Stopping C9orf72-linked dementia in mutant mice with antibiotic rifampicin

What did Stephen Hawking and Mao Zedong have in common? They both suffered from amyotrophic lateral sclerosis (ALS), for which a cure remains elusive. Scientists from Osaka Metropolitan University took an important step toward the prevention of ALS and another brain disorder called Frontotemporal dementia (FTD) with their research on the effects of the antibiotic rifampicin on genetically modified mice. Their paper is published in Biomedicines.

"The primary cause of FTD and ALS is a hexanucleotide repeat expansion (HRE) in non-coding regions of the C9orf72 gene," said lead researcher Professor Takami Tomiyama. This mutation causes neurodegeneration through loss-of-function or gain-of-toxic-function mutations. "The loss-of-function mutation is indicated by the formation of a nucleic acid structure called G-quadruplex that blocks the transcription of C9orf72. The gain-of-toxic-function mutation is indicated by the formation of RNA foci, the aggregates of toxic RNAs, and of dipeptide repeat proteins (DPRs)," Professor Tomiyama explained. Together, G-quadruplex and DPRs further accelerate the aggregation of RNA-binding proteins such as TDP-43, leading to neurodegeneration.

Rifampicin is an antibiotic that slows bacterial RNA production; it is usually administered in conjunction with other antibiotics. By examining the influence of rifampicin on the formation of RNA foci, DPRs, and TDP-43 inclusions, the research team determined its potential for preventing FTD and ALS. They nasally administered rifampicin to mice with the human C9orf72 gene containing a 500 hexanucleotide repeat expansion. The team then evaluated the mice's cognitive function through observing their ability to escape a maze, before examining their brain tissue.

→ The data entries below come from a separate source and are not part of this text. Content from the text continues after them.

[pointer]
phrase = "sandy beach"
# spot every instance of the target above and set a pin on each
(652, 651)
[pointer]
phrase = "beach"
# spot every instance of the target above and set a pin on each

The findings show that intranasal rifampicin treatment significantly improved the mice's cognitive function and memory. It substantially inhibited the formation of cytoplasmic inclusions composed of protein aggregates in brain tissue. Rifampicin also weakened the formation of RNA foci containing G-quadruplex, although it is unclear how. Furthermore, synapse loss, neuronal loss, and microglial activation were also attenuated by rifampicin treatment.

This study is the latest in a series of the researchers' articles on the impact of rifampicin in neurological disorder prevention. "We have previously shown in model mice that nasal administration of rifampicin is effective against dementia such as Alzheimer's disease, tau-related FTD, and dementia with Lewy bodies," concluded Professor Tomiyama. "However, this time, it was found that it is also effective against the onset and progression of FTD and ALS, caused by the C9orf72 gene. Rifampicin may be a widely effective drug for forestalling neurodegenerative diseases."